La capital enfrenta un incremento en casos de personas desaparecidas y avanza en la creación de normativas para atender la crisis.
El Estado de Mexico continúa enfrentando un aumento en la incidencia de personas desaparecidas, situándose en la posición más alta respecto a otras entidades del país. Datos recientes revelan que en la Ciudad de Mexico se han reportado más de mil trescientos casos sin resolución, reflejando un deterioro en la capacidad de las instituciones de justicia y un recrudecimiento de la actividad de grupos criminales en la zona. Esta situación ha encendido las alarmas en organizaciones civiles y en el propio gobierno, que reconocen la necesidad de implementar medidas efectivas para contrarrestar esta problemática.
Mientras tanto, en el ámbito legislativo local, avanzan los preparativos para la aprobación de una nueva normativa que busca armonizar y fortalecer las acciones contra las desapariciones de personas. La iniciativa contempla la incorporación de tecnologías como la identificación biométrica de la Clave Única de Registro de Población (CURP), así como mecanismos de interoperabilidad digital y protocolos comunitarios para la alerta temprana. Esta propuesta, que será sometida a discusión en el próximo periodo del Congreso, tiene el objetivo de crear un marco normativo más sólido y adaptado a la realidad actual, considerando las facultades locales y las disposiciones federales.
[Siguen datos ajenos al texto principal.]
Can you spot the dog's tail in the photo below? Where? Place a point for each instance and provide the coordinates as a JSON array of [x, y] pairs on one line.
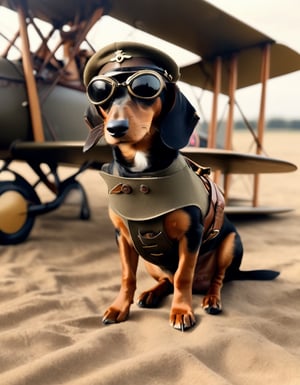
[[255, 275]]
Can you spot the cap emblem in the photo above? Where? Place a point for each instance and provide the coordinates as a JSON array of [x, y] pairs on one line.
[[120, 55]]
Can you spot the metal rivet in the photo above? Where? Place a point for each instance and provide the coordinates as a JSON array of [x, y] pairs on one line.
[[144, 189], [126, 189]]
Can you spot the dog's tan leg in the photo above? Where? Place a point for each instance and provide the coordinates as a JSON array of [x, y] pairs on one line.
[[152, 297], [212, 301], [181, 316], [119, 309]]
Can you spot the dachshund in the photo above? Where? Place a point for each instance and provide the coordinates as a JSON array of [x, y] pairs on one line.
[[163, 206]]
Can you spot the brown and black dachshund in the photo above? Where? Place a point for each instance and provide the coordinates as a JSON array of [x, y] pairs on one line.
[[188, 244]]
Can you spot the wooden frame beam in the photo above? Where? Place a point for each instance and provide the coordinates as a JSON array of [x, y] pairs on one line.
[[33, 97], [265, 74]]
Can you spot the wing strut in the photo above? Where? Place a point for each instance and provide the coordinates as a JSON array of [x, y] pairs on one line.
[[33, 98], [265, 73]]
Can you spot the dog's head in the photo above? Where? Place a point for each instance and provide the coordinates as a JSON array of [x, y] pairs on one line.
[[133, 93]]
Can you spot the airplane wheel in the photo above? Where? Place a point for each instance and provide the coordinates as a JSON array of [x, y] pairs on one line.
[[15, 223]]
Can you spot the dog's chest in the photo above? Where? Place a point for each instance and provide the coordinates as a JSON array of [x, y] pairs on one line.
[[142, 203]]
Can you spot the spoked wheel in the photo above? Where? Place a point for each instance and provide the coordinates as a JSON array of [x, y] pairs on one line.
[[15, 222]]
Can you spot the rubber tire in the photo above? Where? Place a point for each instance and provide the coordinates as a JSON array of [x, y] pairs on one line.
[[29, 194]]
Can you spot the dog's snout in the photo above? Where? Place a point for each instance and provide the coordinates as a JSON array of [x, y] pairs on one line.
[[118, 128]]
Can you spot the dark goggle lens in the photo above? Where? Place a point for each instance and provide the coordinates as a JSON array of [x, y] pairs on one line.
[[99, 90], [145, 86], [140, 85]]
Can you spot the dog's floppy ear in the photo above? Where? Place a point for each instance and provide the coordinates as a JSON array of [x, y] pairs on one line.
[[95, 123], [178, 124]]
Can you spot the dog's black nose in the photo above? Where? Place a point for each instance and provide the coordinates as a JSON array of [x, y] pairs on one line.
[[118, 128]]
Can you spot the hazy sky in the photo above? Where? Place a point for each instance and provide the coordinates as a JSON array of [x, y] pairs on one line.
[[277, 18]]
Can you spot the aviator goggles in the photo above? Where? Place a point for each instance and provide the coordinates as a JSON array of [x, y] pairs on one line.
[[143, 84]]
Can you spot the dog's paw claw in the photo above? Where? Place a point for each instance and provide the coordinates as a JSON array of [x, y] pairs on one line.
[[212, 305], [113, 315], [148, 300], [182, 322]]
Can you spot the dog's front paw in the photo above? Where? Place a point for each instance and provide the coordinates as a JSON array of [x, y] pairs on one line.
[[182, 319], [114, 315], [212, 304]]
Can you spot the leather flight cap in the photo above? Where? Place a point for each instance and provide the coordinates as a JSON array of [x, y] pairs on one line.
[[119, 52]]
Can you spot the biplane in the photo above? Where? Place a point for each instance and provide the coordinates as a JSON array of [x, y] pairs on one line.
[[43, 99]]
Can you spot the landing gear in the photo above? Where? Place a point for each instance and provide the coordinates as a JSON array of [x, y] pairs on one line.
[[20, 204], [15, 220]]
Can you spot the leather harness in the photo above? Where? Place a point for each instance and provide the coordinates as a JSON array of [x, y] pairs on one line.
[[142, 201]]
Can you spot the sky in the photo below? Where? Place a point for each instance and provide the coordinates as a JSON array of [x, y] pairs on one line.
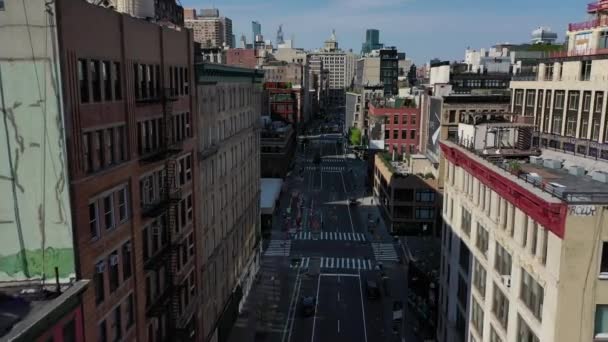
[[423, 29]]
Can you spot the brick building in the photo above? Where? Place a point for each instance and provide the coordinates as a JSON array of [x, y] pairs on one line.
[[245, 58], [400, 122], [229, 193], [129, 130]]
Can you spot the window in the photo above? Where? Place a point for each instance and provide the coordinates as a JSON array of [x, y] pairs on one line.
[[463, 258], [96, 80], [532, 294], [500, 307], [117, 324], [83, 80], [494, 335], [113, 261], [108, 207], [601, 321], [477, 317], [573, 100], [559, 100], [604, 261], [479, 277], [549, 72], [69, 331], [425, 196], [519, 97], [102, 333], [191, 244], [466, 222], [122, 205], [116, 78], [502, 261], [482, 239], [425, 213], [107, 81], [599, 101], [94, 220], [586, 101], [524, 333], [130, 311], [585, 70], [126, 261], [100, 268]]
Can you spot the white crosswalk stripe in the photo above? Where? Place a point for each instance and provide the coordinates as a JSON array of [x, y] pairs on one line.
[[384, 252], [325, 168], [335, 236], [278, 248], [336, 263]]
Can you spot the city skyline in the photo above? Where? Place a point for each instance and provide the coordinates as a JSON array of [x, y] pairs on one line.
[[501, 22]]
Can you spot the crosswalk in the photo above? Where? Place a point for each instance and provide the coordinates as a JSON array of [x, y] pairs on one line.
[[278, 248], [335, 236], [384, 252], [325, 168], [336, 263]]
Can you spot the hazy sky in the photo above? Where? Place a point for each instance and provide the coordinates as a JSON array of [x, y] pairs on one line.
[[424, 29]]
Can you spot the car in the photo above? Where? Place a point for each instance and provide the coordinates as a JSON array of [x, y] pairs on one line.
[[353, 201], [308, 305], [372, 290]]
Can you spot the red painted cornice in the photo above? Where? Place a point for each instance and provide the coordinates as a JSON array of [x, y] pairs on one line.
[[552, 216]]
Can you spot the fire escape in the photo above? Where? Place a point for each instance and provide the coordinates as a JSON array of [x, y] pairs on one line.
[[166, 304]]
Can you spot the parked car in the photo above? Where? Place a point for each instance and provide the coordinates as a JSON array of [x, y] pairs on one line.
[[308, 305], [372, 290]]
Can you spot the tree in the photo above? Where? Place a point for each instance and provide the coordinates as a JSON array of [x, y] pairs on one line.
[[317, 158]]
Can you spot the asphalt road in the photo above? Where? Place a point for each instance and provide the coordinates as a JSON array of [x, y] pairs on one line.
[[329, 256]]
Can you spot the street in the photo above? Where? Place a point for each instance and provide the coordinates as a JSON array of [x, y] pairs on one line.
[[324, 247]]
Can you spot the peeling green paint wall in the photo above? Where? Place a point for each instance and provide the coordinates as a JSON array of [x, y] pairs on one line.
[[35, 219]]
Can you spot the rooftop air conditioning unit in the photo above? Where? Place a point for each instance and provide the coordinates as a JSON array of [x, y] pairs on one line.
[[536, 160], [552, 164], [506, 280], [600, 176], [577, 170]]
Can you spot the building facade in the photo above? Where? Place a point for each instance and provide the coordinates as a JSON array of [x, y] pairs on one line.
[[160, 11], [129, 107], [210, 29], [524, 245], [410, 205], [400, 123], [229, 192], [567, 98]]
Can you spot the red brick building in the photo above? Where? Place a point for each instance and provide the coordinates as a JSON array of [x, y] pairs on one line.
[[245, 58], [129, 101], [401, 125]]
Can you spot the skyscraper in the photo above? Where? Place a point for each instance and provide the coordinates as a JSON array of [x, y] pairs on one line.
[[256, 29], [372, 41]]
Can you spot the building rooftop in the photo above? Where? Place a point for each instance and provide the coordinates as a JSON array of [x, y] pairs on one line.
[[573, 185], [23, 306]]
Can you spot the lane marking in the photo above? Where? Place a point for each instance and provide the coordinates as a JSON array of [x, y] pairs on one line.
[[352, 228], [314, 322], [362, 306]]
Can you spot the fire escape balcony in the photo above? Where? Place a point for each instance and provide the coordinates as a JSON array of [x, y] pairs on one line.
[[587, 25], [160, 304]]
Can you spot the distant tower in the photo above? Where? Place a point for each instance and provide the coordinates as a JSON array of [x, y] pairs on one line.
[[280, 35], [256, 29]]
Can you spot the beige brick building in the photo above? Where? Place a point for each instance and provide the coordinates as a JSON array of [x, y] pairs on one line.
[[525, 242], [209, 28], [229, 162]]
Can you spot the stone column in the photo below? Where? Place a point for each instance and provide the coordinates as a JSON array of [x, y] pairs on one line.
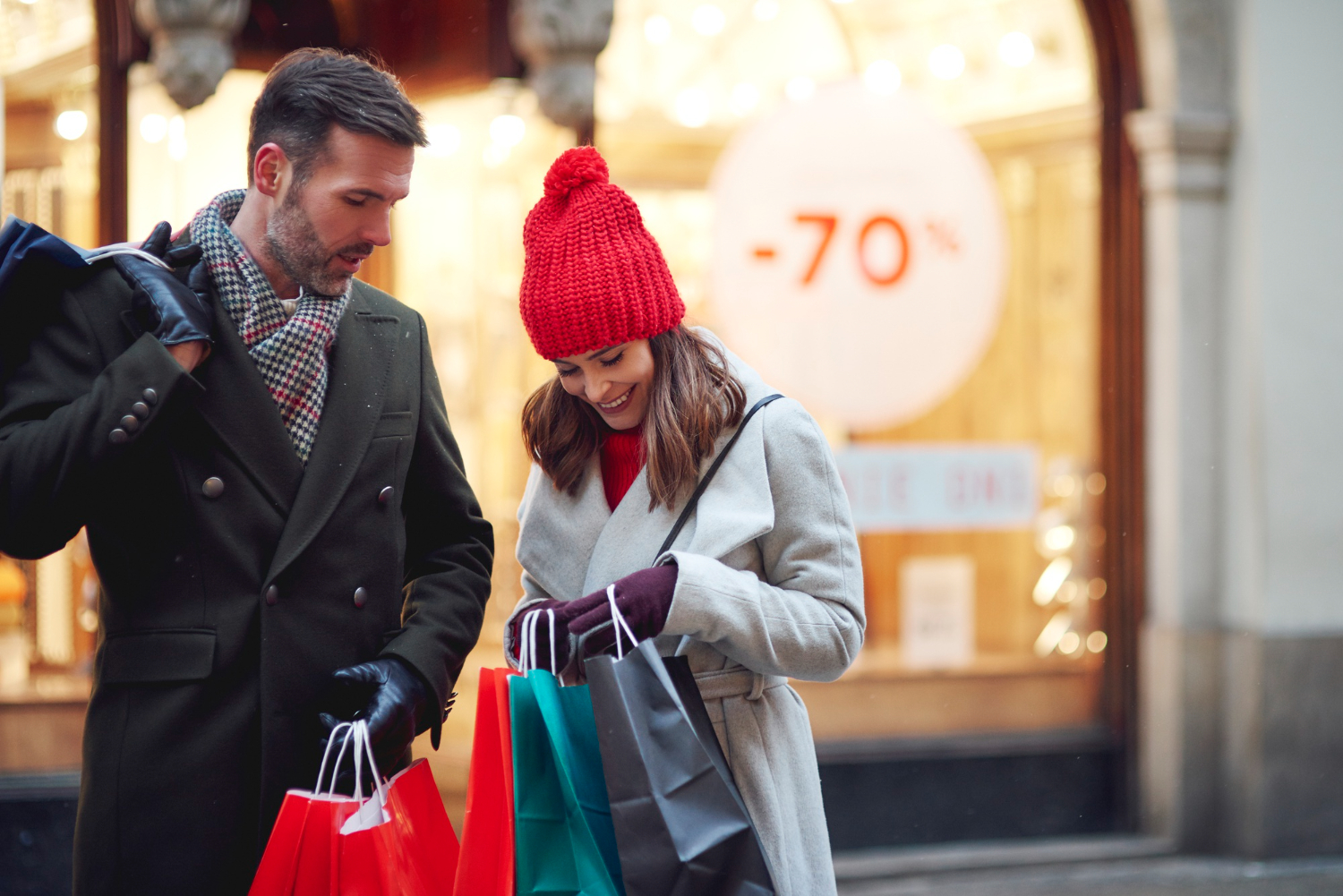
[[1182, 139]]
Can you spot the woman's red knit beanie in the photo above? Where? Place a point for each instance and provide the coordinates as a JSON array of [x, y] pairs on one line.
[[594, 276]]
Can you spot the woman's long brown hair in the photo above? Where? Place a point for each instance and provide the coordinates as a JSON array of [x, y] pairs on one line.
[[692, 400]]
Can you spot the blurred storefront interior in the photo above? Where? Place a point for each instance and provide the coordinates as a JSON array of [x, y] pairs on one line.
[[998, 694]]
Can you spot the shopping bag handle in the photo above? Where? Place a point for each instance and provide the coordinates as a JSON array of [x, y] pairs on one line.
[[330, 742], [526, 659], [618, 622], [364, 753], [357, 734]]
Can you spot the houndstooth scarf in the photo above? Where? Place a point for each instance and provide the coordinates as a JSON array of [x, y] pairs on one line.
[[289, 352]]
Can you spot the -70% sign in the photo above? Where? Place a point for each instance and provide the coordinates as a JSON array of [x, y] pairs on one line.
[[857, 254]]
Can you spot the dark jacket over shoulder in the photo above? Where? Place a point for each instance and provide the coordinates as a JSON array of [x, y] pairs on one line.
[[234, 581]]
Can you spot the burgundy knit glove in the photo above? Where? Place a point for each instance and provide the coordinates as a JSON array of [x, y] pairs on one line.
[[644, 600]]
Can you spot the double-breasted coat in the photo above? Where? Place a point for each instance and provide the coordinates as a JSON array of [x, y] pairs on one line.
[[234, 581], [768, 586]]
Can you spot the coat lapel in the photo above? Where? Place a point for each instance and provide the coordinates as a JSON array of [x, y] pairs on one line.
[[631, 536], [241, 410], [360, 365], [558, 533]]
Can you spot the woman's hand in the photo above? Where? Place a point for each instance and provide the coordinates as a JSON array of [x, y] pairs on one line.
[[644, 598]]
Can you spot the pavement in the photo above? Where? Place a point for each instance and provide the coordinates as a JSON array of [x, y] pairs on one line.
[[1144, 876]]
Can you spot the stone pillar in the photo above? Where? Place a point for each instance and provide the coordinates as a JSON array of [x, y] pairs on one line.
[[1182, 139]]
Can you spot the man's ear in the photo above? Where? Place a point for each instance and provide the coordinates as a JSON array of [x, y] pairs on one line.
[[271, 169]]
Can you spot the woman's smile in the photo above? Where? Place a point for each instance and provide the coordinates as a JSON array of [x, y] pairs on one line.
[[614, 407]]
Expertos aseguran que esta legislación puede marcar un punto de inflexión en la lucha contra la desaparición forzada en la capital y facilitar una respuesta más efectiva y rápida por parte de las autoridades. La iniciativa llega en un momento en que numerosos sectores clamaron por acciones concretas tras el aumento de casos y la percepción de que las capacidades institucionales necesitan ser reforzadas para ofrecer justicia y protección a las víctimas.
En el contexto de la violencia y la inseguridad en la región, se enfatiza la importancia de una coordinación efectiva entre las distintas instancias y la participación activa de la sociedad civil en la vigilancia y denuncia, para avanzar en la resolución de uno de los problemas más críticos que enfrenta la Ciudad de Mexico.